Three cheers for the London Borough of Waltham Forest, whose marking of the meridian is nothing short of superb. You can't see the meridian in Stratford but, once you cross the border into Leyton, it's everywhere. Back in the year 2000 the council decided to mark the millennium across their borough in a most original way. They ordered some menial operative to paint a big blue and yellow circle on the pavement of streets in Waltham Forest that crossed the meridian. And there are tons of them. As a result it's possible to walk all the way up the zero degree line to Walthamstow without the need for a map. So I gave it a try.
xxiv-xxx) I found my first meridian circle (pictured left) outside a house in Crownfield Road. I got my first funny look too as soon as I started taking photographs of the pavement. The next street north was Drapers Road and yes, another pavement, another circle, but then I spent five minutes wandering up and down Stewart Road looking in vain for a circle that turned out not to be there. Better luck in Downsell Road, except that the pavement had been re-tarmacked after the meridian householder had erected a new front wall so only a quarter of the original circle remained. Up and down these residential streets I went, locating a total of seven blue and yellow circles within one 500 metre corridor and no doubt alerting a number of Neighbourhood Watch schemes in the process.
xxxi) After Langthorne Road the meridian entered St Patrick's Roman Catholic Cemetery, the final resting place of Jack the Ripper's last victim. It passed through some nuns' graves (may the Sisters of Wanstead rest in peace), clipped the corner of the chapel and headed north through a sea of ornate marble monuments. A crowd of mourners had gathered beneath a tree for a burial dead on the meridian, so I beat a hasty retreat. On across the Central Line (just east of Leyton station), the new A12 relief road and the lounge bar of the Northcote Arms.
xxxii-xliv) More rows of houses followed, and more circles.

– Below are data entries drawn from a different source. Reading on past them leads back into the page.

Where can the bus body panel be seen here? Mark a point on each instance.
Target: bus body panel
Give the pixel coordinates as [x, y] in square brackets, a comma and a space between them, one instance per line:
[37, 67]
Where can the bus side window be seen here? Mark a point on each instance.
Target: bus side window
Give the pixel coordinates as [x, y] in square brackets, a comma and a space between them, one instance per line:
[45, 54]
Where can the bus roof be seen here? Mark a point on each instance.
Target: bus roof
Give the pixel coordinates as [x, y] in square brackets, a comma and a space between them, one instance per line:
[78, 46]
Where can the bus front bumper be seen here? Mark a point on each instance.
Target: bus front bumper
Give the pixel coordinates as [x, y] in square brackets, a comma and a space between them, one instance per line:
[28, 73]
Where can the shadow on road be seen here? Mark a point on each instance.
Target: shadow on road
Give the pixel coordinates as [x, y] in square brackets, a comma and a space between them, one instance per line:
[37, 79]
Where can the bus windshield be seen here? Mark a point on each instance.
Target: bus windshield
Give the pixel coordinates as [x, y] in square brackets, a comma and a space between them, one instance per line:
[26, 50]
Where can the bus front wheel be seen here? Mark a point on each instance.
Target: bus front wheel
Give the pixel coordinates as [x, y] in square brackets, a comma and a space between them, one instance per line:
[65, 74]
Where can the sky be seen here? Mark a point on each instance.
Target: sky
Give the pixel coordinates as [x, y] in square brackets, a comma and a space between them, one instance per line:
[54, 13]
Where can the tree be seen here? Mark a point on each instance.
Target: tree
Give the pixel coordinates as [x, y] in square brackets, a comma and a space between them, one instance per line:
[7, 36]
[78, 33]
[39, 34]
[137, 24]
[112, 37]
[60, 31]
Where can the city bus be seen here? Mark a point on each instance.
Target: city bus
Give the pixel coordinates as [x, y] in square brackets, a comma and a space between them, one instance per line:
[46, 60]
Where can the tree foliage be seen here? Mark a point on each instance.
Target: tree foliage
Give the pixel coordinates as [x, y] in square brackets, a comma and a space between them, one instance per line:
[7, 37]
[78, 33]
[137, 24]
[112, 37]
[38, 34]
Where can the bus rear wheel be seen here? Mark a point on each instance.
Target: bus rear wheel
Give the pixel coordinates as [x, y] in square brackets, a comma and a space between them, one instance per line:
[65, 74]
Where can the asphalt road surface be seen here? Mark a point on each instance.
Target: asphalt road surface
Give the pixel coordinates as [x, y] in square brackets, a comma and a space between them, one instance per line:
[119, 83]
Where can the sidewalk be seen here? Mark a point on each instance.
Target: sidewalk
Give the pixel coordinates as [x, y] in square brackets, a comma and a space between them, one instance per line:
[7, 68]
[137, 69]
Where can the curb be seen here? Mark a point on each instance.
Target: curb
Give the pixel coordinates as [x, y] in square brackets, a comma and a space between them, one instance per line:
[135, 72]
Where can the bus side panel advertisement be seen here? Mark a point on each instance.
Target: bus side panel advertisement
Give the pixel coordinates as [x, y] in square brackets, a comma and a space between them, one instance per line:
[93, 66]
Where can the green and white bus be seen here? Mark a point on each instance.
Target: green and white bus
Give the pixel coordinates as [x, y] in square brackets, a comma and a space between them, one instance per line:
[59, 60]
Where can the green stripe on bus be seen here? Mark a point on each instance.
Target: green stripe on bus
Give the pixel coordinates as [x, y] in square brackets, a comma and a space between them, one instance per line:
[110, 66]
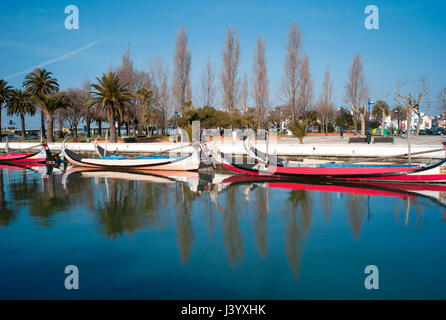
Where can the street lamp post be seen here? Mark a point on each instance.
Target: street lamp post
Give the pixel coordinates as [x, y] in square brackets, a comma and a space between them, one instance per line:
[176, 126]
[370, 102]
[342, 121]
[398, 115]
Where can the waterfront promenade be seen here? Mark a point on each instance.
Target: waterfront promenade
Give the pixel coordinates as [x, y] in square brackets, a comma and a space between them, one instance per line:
[313, 146]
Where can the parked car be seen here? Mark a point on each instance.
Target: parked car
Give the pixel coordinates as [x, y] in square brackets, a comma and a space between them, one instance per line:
[439, 131]
[424, 132]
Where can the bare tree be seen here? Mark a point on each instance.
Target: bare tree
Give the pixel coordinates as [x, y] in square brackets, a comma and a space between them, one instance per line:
[208, 92]
[356, 92]
[411, 103]
[260, 94]
[290, 81]
[229, 79]
[424, 87]
[245, 92]
[76, 100]
[442, 98]
[159, 75]
[128, 76]
[305, 89]
[181, 87]
[326, 105]
[88, 113]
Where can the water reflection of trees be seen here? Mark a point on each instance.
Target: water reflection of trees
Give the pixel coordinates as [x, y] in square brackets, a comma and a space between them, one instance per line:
[125, 206]
[260, 221]
[297, 222]
[40, 196]
[6, 215]
[355, 207]
[183, 225]
[231, 228]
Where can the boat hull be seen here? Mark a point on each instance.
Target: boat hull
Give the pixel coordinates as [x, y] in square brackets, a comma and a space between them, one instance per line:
[190, 163]
[432, 174]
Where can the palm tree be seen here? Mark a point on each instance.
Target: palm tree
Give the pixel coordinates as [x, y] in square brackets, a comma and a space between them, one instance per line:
[41, 84]
[50, 105]
[111, 96]
[145, 96]
[381, 110]
[5, 93]
[21, 104]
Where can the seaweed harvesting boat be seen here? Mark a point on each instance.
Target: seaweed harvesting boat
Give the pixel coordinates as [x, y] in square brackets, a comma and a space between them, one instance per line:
[155, 162]
[266, 165]
[18, 156]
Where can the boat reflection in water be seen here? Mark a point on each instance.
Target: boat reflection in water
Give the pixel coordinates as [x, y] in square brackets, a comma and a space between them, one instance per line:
[130, 201]
[249, 218]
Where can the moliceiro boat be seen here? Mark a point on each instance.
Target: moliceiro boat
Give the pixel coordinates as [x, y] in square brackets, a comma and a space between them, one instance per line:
[18, 156]
[265, 165]
[183, 163]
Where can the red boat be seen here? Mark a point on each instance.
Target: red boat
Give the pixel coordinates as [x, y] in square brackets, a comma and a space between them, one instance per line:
[38, 157]
[378, 172]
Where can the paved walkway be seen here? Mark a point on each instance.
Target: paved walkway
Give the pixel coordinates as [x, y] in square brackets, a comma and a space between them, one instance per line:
[414, 140]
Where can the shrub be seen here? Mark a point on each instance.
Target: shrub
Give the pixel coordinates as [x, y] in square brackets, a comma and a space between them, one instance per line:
[298, 129]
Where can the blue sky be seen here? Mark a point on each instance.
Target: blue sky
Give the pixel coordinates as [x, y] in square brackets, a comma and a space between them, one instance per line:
[409, 43]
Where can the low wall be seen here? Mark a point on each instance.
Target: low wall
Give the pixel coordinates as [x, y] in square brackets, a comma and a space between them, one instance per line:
[281, 149]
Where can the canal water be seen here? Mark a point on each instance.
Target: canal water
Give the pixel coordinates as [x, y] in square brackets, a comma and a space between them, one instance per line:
[220, 236]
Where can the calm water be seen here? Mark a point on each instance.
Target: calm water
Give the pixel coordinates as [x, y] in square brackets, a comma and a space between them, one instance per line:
[203, 237]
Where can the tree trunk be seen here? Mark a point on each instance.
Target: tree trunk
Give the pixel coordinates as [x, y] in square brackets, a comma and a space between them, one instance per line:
[362, 126]
[88, 120]
[61, 135]
[49, 127]
[1, 123]
[22, 120]
[100, 127]
[418, 125]
[408, 129]
[42, 122]
[383, 121]
[111, 122]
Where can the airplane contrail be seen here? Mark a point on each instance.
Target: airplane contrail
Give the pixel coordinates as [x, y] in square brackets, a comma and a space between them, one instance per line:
[62, 57]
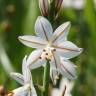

I saw a woman having a screaming row sitting in the front seat of her car on the meridian, and a boy sitting on a front garden wall combing his afro on the meridian. On through Norlington Boys' School (cutting through cycle locker number 8 and the technology annexe) and precisely through the side entrance of Barclay Infant School. On through the top left corner of Whipps Cross hospital (where David Beckham was born) and through a parade of shops on the Lea Bridge Road (more accurately through the Roti Roti Restaurant, specialising in 'grilled and Karachi dishes'). All in all I saw more than 20 blue and yellow circles on the meridian before I got bored and went home.
xlv) ...but not before I'd visited the one pre-millennial meridian marker in Walthamstow. This grooved concrete slab (pictured above right) lies on the eastern side of Wood Street, just south of Wood Street station (one of those rare slap-bang-on-the-meridian stations). It was odd place to find such a marker, set into the pavement outside an obscure lock-up beside the 14th Walthamstow Scout Group HQ, but no more odd than my meridian pilgrimage had been I guess.